2

Dec 11

Stemming for SEO: The Complete Guide

Your Content Optimization Class is Now in Session!

Your Content Optimization Class is Now in Session!

It has long been known that on-page optimization, which typically focuses on document length and keyword density, can be aided by inclusion of words that are related to the target keyword.  Related words aid ranking but can also improve the usefulness of the overall text, its readability, and the degree to which the document appears “natural”.  Word Stems represent some of the *most* tightly related words you can pepper into a web page, and deserve close attention when creating content.  This posting will explore word stems, how Google uses word stems, and will develop some best practices for utilizing word stems in web content.

What are Word Stems?

Word stems can be thought of as the root for a set of very-similar-meaning words that are in different form.  For example: “bats”, “batting”, “batter”, “batted” – all of these share the same stem “bat”, which can be obtained by stripping the suffix characters off of each word (i.e. by stripping the “s” off of “bats”, and so on).  However, a stem need not even necessarily be a valid word.  For instance, the words “bicycle”, “bicyclist”, and “bicycling” all share the stem “bicycl”, which is clearly not a word.  The great thing about stems though is, if you can strip two words down to their stems, and the stems are the same, then the two words must have almost the same meaning and are probably just different forms (plural, adverb, past participle, and so on).  If that’s the case, then the words are about as close as you can get from a relevance standpoint; intuitively, the terms “bicycle” and “bicyclist” are more related than “bicycle” and “inner tube”.
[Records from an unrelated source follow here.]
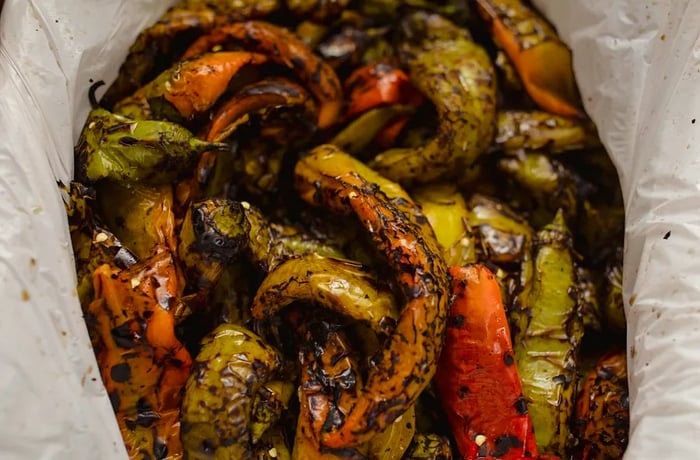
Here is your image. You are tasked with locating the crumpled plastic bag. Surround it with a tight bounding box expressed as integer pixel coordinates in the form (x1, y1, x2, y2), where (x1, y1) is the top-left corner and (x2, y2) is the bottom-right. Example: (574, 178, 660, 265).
(0, 0, 698, 458)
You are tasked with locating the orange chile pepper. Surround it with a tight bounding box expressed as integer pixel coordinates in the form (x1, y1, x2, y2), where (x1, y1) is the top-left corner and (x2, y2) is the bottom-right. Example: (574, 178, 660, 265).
(344, 62, 424, 147)
(154, 51, 269, 121)
(182, 21, 343, 128)
(474, 0, 584, 118)
(88, 249, 192, 458)
(344, 62, 424, 119)
(435, 264, 540, 460)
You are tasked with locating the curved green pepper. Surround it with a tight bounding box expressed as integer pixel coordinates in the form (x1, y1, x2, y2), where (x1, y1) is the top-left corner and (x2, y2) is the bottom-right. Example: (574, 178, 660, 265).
(369, 12, 496, 185)
(252, 254, 399, 336)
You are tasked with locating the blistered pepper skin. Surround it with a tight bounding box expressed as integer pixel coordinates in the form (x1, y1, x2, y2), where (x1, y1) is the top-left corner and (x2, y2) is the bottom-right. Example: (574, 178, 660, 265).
(369, 12, 496, 185)
(294, 145, 450, 448)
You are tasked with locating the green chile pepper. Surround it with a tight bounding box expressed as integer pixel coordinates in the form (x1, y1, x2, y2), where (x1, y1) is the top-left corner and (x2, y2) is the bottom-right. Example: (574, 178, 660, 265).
(512, 211, 583, 456)
(181, 323, 282, 459)
(252, 254, 399, 336)
(369, 12, 496, 185)
(76, 108, 225, 184)
(498, 152, 578, 226)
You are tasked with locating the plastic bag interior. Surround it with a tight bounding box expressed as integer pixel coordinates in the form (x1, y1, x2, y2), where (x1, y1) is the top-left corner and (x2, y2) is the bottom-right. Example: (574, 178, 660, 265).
(1, 0, 700, 458)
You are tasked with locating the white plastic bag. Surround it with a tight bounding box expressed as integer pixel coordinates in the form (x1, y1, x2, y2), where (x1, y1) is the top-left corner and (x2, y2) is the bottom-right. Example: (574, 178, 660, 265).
(1, 0, 698, 458)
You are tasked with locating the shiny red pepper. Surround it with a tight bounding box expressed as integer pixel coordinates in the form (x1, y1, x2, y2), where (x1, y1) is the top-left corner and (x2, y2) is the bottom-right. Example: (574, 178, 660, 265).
(436, 264, 542, 460)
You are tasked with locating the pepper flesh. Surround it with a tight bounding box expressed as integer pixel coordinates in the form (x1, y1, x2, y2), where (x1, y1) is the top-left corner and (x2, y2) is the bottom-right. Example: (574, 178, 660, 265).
(436, 264, 539, 460)
(294, 144, 450, 448)
(182, 21, 343, 128)
(369, 12, 496, 185)
(474, 0, 583, 118)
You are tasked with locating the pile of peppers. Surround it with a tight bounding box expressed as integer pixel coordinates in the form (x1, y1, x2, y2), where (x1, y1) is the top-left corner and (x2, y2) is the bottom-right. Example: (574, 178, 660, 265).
(65, 0, 629, 459)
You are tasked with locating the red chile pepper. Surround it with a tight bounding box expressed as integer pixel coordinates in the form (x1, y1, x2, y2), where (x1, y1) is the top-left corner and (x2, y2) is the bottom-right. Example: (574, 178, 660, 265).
(343, 62, 424, 147)
(436, 264, 542, 460)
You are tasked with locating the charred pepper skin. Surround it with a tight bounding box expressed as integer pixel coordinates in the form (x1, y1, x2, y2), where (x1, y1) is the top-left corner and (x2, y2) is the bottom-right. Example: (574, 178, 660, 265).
(512, 211, 583, 456)
(181, 323, 282, 459)
(369, 12, 496, 185)
(252, 254, 399, 336)
(294, 145, 450, 448)
(436, 265, 539, 460)
(75, 108, 225, 184)
(474, 0, 584, 118)
(182, 21, 343, 128)
(574, 351, 629, 460)
(403, 434, 453, 459)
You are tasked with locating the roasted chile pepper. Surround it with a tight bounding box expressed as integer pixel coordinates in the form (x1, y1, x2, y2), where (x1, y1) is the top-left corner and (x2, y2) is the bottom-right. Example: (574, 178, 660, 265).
(293, 318, 368, 460)
(179, 77, 316, 203)
(144, 51, 270, 122)
(574, 351, 628, 460)
(101, 7, 227, 108)
(436, 265, 539, 460)
(412, 184, 478, 267)
(467, 194, 534, 317)
(182, 21, 343, 128)
(177, 199, 250, 295)
(369, 12, 496, 185)
(75, 108, 225, 184)
(96, 181, 177, 260)
(301, 144, 435, 238)
(495, 111, 600, 155)
(338, 61, 425, 152)
(344, 62, 424, 120)
(178, 198, 348, 298)
(252, 254, 399, 336)
(498, 153, 578, 226)
(250, 380, 295, 444)
(512, 211, 583, 456)
(294, 145, 450, 448)
(403, 434, 453, 459)
(180, 323, 282, 459)
(88, 251, 192, 459)
(474, 0, 583, 118)
(330, 105, 416, 157)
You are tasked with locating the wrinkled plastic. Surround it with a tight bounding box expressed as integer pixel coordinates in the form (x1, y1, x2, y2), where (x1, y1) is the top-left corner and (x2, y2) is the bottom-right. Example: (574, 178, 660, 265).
(0, 0, 698, 458)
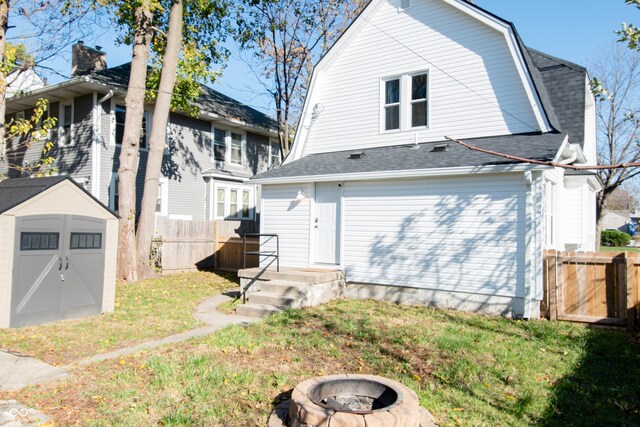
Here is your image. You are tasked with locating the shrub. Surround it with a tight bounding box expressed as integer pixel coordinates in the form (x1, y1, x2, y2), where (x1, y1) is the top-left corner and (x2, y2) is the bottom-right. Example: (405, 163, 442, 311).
(601, 229, 631, 247)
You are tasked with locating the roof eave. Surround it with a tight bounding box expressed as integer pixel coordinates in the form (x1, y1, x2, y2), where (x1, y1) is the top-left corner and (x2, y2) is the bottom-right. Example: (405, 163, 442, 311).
(251, 163, 549, 185)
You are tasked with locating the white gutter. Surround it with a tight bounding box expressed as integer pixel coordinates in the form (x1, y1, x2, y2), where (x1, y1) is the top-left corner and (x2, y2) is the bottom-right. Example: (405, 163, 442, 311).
(252, 163, 548, 185)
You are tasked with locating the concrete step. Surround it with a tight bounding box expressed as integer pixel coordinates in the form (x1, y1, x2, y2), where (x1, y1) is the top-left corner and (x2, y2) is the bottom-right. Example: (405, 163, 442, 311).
(249, 292, 300, 308)
(259, 280, 312, 297)
(236, 303, 283, 318)
(238, 268, 344, 285)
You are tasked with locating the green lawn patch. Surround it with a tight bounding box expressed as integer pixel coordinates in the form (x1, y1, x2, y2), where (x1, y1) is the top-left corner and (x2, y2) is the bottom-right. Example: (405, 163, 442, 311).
(0, 271, 236, 365)
(3, 299, 638, 426)
(599, 246, 640, 252)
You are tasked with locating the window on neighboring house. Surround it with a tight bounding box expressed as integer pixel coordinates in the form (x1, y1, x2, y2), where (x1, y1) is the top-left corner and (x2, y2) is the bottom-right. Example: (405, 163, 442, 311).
(213, 128, 226, 161)
(115, 104, 148, 149)
(384, 78, 400, 131)
(381, 72, 429, 132)
(269, 140, 281, 168)
(216, 188, 225, 217)
(156, 177, 169, 216)
(59, 102, 74, 146)
(230, 132, 243, 165)
(214, 184, 253, 220)
(211, 127, 245, 166)
(110, 174, 119, 212)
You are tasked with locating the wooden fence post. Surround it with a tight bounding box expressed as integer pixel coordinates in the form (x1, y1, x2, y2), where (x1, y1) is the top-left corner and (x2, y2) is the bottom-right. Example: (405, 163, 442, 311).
(626, 252, 637, 333)
(549, 250, 558, 321)
(214, 221, 220, 271)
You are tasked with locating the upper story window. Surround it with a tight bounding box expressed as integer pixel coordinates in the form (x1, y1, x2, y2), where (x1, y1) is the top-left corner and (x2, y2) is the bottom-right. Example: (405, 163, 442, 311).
(381, 71, 429, 132)
(269, 140, 281, 168)
(230, 132, 243, 165)
(211, 126, 246, 167)
(411, 74, 428, 127)
(384, 79, 400, 131)
(213, 128, 226, 161)
(114, 103, 148, 149)
(59, 102, 74, 146)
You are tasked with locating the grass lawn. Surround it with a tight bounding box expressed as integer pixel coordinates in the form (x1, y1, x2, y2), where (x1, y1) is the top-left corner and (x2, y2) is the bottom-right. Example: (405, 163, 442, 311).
(0, 271, 237, 365)
(599, 246, 640, 253)
(1, 299, 638, 426)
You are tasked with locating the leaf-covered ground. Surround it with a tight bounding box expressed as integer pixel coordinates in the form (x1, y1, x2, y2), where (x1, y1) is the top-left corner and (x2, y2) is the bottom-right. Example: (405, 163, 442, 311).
(2, 297, 638, 426)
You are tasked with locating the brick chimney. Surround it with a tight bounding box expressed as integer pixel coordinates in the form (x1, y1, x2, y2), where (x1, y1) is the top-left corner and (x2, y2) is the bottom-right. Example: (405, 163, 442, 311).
(71, 41, 107, 76)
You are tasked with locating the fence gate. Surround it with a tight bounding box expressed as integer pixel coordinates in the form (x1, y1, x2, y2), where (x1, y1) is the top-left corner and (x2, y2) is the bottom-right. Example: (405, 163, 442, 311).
(543, 250, 639, 331)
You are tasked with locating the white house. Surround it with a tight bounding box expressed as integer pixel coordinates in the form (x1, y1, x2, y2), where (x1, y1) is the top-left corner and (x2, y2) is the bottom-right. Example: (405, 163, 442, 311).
(251, 0, 601, 318)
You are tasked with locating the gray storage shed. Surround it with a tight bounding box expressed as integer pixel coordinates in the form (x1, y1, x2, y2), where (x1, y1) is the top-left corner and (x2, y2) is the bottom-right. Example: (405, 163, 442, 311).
(0, 176, 118, 328)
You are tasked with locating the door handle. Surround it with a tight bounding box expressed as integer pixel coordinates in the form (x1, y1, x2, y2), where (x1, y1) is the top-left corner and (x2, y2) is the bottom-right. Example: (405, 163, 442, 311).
(58, 257, 63, 271)
(65, 256, 69, 270)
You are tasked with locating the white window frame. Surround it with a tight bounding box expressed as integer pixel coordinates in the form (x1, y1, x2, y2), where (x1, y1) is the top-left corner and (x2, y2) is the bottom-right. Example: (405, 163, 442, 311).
(213, 183, 254, 220)
(59, 101, 75, 147)
(381, 76, 401, 133)
(210, 125, 246, 167)
(380, 70, 430, 133)
(111, 100, 150, 150)
(268, 139, 281, 168)
(156, 176, 169, 216)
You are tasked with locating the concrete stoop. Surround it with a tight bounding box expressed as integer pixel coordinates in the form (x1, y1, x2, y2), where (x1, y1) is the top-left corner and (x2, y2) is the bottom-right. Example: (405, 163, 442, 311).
(236, 268, 345, 318)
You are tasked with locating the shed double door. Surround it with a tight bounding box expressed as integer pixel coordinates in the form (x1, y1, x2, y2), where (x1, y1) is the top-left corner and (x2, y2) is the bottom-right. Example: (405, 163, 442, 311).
(11, 215, 106, 327)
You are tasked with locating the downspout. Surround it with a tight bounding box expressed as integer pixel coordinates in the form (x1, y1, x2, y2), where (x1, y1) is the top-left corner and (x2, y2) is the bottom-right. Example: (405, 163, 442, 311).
(98, 90, 114, 104)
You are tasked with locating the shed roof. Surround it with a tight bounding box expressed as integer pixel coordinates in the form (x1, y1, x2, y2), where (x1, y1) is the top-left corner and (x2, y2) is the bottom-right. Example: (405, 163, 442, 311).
(253, 132, 566, 181)
(0, 176, 118, 217)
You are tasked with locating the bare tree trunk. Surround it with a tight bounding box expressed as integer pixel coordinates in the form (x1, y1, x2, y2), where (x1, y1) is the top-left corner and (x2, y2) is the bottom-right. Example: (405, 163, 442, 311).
(117, 1, 152, 283)
(0, 0, 9, 159)
(136, 0, 183, 278)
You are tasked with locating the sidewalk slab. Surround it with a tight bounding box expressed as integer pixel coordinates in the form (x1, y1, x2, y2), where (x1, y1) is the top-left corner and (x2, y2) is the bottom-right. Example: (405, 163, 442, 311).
(0, 400, 51, 426)
(0, 352, 67, 392)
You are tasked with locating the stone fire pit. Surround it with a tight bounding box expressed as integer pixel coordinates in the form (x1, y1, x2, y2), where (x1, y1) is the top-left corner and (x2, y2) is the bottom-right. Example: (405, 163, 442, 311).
(268, 374, 435, 426)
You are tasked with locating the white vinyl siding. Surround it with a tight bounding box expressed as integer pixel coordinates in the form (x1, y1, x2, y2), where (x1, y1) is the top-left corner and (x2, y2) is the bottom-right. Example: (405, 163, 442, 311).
(301, 0, 540, 156)
(261, 184, 313, 268)
(341, 175, 526, 297)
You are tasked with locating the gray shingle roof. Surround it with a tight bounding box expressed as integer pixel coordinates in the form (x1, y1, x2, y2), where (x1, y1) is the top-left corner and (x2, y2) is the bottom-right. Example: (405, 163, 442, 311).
(0, 176, 117, 216)
(527, 48, 587, 147)
(89, 63, 278, 132)
(254, 132, 566, 181)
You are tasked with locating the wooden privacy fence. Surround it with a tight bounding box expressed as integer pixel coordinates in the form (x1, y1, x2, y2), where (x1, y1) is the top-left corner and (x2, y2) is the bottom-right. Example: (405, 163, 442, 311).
(161, 219, 259, 273)
(543, 250, 639, 331)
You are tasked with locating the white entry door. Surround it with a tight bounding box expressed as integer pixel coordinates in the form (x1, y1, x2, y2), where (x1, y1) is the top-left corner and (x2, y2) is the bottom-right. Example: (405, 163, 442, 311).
(314, 182, 341, 264)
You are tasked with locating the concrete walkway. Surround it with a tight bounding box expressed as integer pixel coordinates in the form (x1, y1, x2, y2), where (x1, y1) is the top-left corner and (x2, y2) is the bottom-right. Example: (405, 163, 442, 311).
(0, 293, 258, 390)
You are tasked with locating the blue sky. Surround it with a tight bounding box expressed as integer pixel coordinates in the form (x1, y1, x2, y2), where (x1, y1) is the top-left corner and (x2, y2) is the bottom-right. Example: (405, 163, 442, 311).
(41, 0, 638, 115)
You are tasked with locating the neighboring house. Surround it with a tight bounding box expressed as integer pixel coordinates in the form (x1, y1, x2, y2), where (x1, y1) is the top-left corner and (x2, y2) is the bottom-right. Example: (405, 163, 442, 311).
(3, 42, 280, 236)
(251, 0, 601, 318)
(602, 210, 630, 234)
(6, 68, 46, 97)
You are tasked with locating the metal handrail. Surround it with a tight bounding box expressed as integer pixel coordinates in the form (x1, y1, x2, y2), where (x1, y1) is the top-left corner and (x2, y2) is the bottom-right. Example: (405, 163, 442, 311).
(240, 233, 280, 303)
(243, 233, 279, 271)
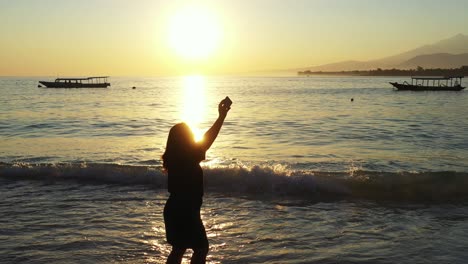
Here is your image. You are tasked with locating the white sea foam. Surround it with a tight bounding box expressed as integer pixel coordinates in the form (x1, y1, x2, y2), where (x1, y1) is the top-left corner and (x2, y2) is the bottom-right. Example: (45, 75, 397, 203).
(2, 162, 467, 202)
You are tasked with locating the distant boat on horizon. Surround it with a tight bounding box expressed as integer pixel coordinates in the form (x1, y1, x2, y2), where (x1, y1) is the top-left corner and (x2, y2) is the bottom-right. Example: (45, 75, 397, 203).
(390, 76, 465, 91)
(38, 76, 110, 88)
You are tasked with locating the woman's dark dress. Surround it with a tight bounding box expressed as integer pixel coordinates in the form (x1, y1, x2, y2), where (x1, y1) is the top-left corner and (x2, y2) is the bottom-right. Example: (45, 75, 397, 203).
(163, 147, 208, 249)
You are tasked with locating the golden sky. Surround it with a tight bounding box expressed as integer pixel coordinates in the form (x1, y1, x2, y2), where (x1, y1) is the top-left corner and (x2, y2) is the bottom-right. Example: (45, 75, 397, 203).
(1, 0, 467, 76)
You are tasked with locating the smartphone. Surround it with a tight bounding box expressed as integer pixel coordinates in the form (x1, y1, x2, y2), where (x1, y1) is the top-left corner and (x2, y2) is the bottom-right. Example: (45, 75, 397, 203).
(223, 96, 232, 107)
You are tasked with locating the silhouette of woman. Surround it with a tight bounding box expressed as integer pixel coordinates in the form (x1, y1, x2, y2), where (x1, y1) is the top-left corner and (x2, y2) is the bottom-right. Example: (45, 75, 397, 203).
(162, 97, 231, 264)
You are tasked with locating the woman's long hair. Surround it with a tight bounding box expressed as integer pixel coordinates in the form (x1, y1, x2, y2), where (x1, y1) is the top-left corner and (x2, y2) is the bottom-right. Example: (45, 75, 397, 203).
(162, 123, 196, 171)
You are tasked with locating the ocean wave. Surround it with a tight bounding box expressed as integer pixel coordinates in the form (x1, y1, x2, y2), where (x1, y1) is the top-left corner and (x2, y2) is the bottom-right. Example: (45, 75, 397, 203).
(1, 162, 467, 203)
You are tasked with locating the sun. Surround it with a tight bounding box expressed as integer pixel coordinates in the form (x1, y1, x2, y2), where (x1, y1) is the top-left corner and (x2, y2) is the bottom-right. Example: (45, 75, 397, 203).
(168, 5, 221, 61)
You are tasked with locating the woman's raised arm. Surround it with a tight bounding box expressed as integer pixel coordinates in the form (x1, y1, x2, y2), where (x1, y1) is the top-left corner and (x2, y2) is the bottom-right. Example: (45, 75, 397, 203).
(199, 97, 231, 151)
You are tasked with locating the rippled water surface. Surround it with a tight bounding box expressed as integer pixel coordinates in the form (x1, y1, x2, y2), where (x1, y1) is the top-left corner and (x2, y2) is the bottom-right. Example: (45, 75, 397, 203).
(2, 179, 468, 264)
(1, 76, 468, 263)
(2, 76, 468, 171)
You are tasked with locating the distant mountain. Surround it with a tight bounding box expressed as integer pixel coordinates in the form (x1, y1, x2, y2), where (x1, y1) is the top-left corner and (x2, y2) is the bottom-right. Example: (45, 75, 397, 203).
(298, 33, 468, 72)
(295, 60, 374, 72)
(398, 53, 468, 69)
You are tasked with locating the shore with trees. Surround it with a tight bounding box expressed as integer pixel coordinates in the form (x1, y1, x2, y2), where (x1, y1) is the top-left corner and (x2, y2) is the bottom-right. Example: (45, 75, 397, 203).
(298, 66, 468, 77)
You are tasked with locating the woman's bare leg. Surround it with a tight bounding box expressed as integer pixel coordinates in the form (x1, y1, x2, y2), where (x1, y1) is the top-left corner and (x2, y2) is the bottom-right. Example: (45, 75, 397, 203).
(190, 247, 208, 264)
(167, 247, 186, 264)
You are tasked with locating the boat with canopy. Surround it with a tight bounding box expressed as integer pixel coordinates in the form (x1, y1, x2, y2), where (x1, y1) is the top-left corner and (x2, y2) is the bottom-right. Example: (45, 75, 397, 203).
(39, 76, 110, 88)
(390, 76, 465, 91)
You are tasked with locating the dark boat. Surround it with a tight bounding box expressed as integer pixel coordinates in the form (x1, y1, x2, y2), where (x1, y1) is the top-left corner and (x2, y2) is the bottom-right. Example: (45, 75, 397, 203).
(39, 76, 110, 88)
(390, 76, 465, 91)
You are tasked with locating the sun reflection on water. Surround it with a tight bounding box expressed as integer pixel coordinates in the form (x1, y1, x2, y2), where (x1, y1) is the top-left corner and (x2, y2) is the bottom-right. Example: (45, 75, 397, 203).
(181, 75, 207, 141)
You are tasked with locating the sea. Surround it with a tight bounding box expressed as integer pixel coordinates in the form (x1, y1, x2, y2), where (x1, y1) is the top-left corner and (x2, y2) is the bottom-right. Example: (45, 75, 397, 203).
(1, 76, 468, 263)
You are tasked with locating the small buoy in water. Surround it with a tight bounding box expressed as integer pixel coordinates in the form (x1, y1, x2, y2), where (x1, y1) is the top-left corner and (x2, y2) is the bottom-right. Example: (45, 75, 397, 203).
(132, 86, 136, 89)
(351, 98, 354, 102)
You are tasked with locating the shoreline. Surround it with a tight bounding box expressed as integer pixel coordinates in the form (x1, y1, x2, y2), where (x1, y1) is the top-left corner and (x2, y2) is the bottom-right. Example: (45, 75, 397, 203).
(298, 66, 468, 77)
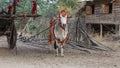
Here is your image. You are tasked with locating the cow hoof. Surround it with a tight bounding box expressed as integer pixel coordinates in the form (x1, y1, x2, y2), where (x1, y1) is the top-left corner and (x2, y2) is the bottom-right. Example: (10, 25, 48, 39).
(56, 54, 59, 57)
(61, 54, 64, 57)
(47, 50, 52, 54)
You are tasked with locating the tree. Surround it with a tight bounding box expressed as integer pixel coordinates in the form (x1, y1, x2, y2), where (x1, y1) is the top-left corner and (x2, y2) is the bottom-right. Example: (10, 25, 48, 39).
(0, 0, 86, 36)
(57, 0, 78, 15)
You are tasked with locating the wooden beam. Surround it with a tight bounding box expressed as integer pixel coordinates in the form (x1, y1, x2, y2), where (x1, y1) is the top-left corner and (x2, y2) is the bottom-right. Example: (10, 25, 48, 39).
(17, 15, 42, 17)
(0, 14, 42, 18)
(0, 17, 13, 20)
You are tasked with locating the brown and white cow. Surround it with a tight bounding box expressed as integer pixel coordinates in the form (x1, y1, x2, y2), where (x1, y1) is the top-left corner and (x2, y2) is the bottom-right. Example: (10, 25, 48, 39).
(48, 10, 69, 56)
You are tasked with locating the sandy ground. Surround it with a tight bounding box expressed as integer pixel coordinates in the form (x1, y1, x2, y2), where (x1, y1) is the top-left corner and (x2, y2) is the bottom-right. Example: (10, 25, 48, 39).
(0, 36, 120, 68)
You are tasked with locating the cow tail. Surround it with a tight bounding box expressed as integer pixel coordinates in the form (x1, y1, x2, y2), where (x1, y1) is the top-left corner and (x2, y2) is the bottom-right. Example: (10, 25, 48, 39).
(54, 41, 57, 49)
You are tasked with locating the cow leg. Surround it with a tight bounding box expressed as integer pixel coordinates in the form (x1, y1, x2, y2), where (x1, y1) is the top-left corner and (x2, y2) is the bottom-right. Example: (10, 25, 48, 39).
(55, 41, 59, 56)
(60, 45, 64, 57)
(56, 48, 59, 56)
(48, 44, 52, 53)
(49, 45, 52, 51)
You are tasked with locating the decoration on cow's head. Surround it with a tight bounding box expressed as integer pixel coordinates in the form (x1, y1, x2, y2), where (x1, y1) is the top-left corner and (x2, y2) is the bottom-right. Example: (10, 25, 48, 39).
(32, 0, 36, 2)
(60, 10, 67, 17)
(59, 9, 68, 30)
(15, 0, 19, 3)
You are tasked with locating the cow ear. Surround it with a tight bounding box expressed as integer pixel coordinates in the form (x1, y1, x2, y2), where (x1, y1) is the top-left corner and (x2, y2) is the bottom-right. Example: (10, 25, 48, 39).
(65, 15, 67, 17)
(60, 14, 62, 17)
(67, 15, 72, 18)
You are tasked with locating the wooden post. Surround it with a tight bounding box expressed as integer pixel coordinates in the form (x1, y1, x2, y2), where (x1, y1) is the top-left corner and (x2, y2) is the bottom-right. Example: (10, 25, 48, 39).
(13, 0, 16, 15)
(87, 24, 92, 34)
(100, 24, 103, 38)
(76, 19, 78, 42)
(119, 24, 120, 35)
(115, 24, 118, 34)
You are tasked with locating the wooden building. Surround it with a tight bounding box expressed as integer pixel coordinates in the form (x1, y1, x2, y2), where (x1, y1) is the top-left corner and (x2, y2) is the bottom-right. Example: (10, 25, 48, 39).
(78, 0, 120, 38)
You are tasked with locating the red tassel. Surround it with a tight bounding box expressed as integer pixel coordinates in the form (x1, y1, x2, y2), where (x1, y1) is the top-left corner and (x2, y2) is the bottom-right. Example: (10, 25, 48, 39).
(60, 10, 67, 17)
(8, 4, 14, 14)
(15, 0, 19, 3)
(31, 1, 37, 15)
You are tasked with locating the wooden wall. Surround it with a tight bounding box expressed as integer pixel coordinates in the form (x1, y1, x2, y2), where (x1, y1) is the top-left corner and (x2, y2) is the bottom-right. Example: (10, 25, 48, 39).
(86, 5, 92, 14)
(102, 4, 109, 14)
(78, 0, 120, 37)
(81, 2, 120, 24)
(115, 0, 120, 2)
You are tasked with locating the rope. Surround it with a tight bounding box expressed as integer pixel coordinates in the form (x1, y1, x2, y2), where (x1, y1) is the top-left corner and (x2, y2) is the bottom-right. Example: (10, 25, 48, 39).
(18, 27, 49, 41)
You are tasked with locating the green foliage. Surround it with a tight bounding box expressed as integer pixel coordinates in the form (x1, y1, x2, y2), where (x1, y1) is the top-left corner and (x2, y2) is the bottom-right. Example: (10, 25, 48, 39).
(0, 0, 80, 16)
(0, 0, 86, 36)
(16, 0, 31, 14)
(57, 0, 78, 14)
(29, 23, 36, 31)
(58, 0, 78, 9)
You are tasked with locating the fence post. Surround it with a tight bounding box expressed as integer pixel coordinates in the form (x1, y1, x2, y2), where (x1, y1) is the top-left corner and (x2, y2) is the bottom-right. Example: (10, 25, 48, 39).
(100, 24, 103, 38)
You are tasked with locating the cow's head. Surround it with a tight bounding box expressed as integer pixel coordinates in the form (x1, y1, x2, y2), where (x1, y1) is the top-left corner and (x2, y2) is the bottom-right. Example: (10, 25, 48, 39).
(59, 10, 68, 29)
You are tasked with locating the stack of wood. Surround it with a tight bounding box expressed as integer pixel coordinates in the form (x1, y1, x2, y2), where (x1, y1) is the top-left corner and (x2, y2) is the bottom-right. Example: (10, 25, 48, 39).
(102, 4, 109, 14)
(115, 0, 120, 2)
(86, 5, 93, 15)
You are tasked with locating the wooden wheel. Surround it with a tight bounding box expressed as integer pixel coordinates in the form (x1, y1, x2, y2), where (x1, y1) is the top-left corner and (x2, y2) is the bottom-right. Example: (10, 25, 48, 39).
(7, 21, 17, 49)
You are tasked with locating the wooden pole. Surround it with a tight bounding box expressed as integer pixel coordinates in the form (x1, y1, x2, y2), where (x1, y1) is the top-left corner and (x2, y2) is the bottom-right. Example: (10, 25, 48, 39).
(0, 14, 41, 18)
(76, 17, 79, 42)
(100, 24, 103, 38)
(115, 24, 118, 34)
(119, 24, 120, 35)
(76, 22, 78, 42)
(0, 17, 13, 20)
(13, 0, 16, 15)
The Porter Stemming Algorithm

Various algorithms have been developed for determining the stem of a word (including a surprisingly little-used form of cheating: looking the word up in a dictionary).  The most popular stemming algorithm is the Porter stemming algorithm, which is about 85% accurate.  In other words, two words that ought to share the same stem are identified by the algorithm to have the same stem about 85% of the time.

The original paper on it can be found here – essentially it is just a set of cascading rules.  It’s actually a lot less sophisticated than you might think and its logic is sort of along the lines of “if the word ends in this then do this unless this exception exists”.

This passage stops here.